Früher dokumentierten Experten den Tatort mit Maßband und Kamera. Der Ermittler hielt fest, was ihm wichtig schien. Das Bild blieb subjektiv - und zweidimensional. «Damit konnte man sich oft nicht wirklich vorstellen, wie es da ausgesehen hat», sagt Breker. Mit Hilfe von Fotos, Skizzen und noch vorhandenen Strukturen kann Breker rückwirkend 3D-Modelle erstellen. Selbst das Licht zur Tatzeit kann genau nachempfunden werden, per Wetterdaten und Sonnenstand.

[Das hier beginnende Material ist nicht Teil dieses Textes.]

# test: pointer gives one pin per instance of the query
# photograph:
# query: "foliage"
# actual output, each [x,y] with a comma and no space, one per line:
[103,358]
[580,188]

"Man kann Menschen virtuell konservieren"
Im LKA-Labor stehen ein Schädel mit Einschuss und ein Brustkorb mit Einstich ins Herz. CT-Daten machten die Verletzungen sichtbar - und den Körper des Opfers von innen begehbar. «Die 3D-Technik eröffnet auch hier ganz neue Möglichkeiten», sagt Breker. Etwa die «Virtopsy», eine virtuelle Obduktion. «Das wird sicher irgendwann Einzug halten in die Rechtsmedizin.» Anders als bei der bisherigen Obduktion ist sie Jahre später noch möglich. «Man kann Menschen virtuell konservieren, virtuell einfrieren», sagt Breker. «Das sind Möglichkeiten, von denen hat man vor zehn Jahren geträumt.»
Andere Landeskriminalämter arbeiten auch mit der Lasertechnik, die Münchner haben sie aber nach eigener Aussage sehr weit entwickelt.

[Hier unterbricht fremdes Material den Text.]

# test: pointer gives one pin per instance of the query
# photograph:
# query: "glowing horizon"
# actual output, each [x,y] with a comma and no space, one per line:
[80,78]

Das 3D-Modell biete eine neue Möglichkeit, die «einem die Örtlichkeit vertraut machen kann», sagt dazu der stellvertretende Leiter der Zentralen Stelle zur Aufklärung nationalsozialistischer Verbrechen in Ludwigsburg, Thomas Will. «Es kann aber nicht einen tatsächlichen örtlichen Augenschein ersetzen.» Die Ausmaße der Konzentrationslager ließen sich erst beim persönlichen Besuch wirklich erfassen.
Ausschwitz-Modell nachgebildet
Das Auschwitz-Modell hatte das LKA für die Staatsanwaltschaft Weiden erstellt. Der wegen Beihilfe zum Mord an mehr als 200 000 ungarischen Juden Angeklagte starb aber 89-jährig, bevor es zum Prozess kam. Im Prozess gegen den SS-Wachmann Reinhold Hanning wegen Beihilfe zum 170 000-fachen Mord war das Modell im Einsatz. Es hat nicht den Rang eines Beweismittels wie Zeugenaussagen. Das Gericht wies aber im Urteil eigens auf die Erkenntnis aus dem Modell hin, nämlich, dass der Mann vom Wachturm die Krematorien sehen konnte.

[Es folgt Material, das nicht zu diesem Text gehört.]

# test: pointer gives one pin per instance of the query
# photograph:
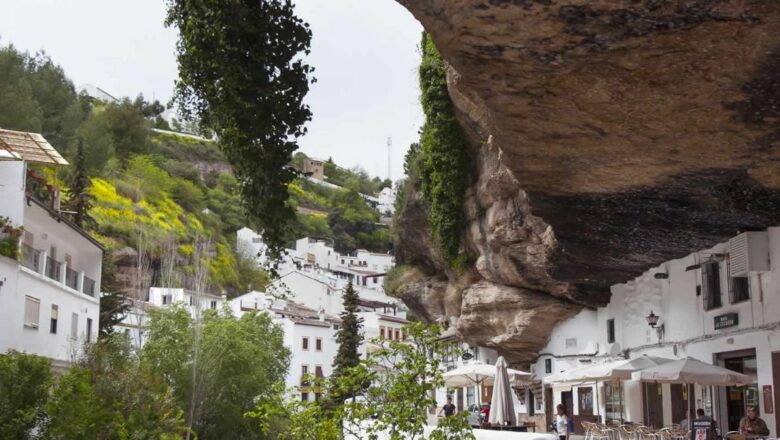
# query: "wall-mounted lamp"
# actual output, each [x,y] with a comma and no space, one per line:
[652,321]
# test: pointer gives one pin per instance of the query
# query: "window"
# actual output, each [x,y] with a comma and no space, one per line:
[304,374]
[55,311]
[610,331]
[710,285]
[32,307]
[740,289]
[74,325]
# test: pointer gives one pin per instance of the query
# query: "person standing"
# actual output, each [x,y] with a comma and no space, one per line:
[562,423]
[753,426]
[448,409]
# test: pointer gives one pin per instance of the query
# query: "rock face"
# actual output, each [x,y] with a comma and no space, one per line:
[608,136]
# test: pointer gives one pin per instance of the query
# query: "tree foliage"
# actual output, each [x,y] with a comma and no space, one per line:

Noch immer sind nicht alle NS-Prozesse abgeschlossen. Die Zentralstelle in Ludwigsburg ermittelt vor allem gegen weitere Ex-Angehörige von KZs. 2016 hat die Behörde 30 neue Verfahren eingeleitet und zum Großteil an die zuständigen Staatsanwaltschaften abgegeben, darunter Verfahren zum KZ Stutthof und erneut zu Auschwitz. Zu diesem sind in Gera, Oldenburg und Stuttgart derzeit drei Verfahren offen.
Das Auschwitz-Modell könnte, wenn es keine Beschuldigten mehr gibt, NS-Dokumentationsstätten zur Verfügung gestellt werden, etwa der Holocaust-Gedenkstätte Yad Vashem. Öffentlich zugänglich soll es nie werden. Zu sehr ähnelt die Reise durch die Vergangenheit einem Videospiel, und allzuleicht könnten Rechte daran Geschmack finden.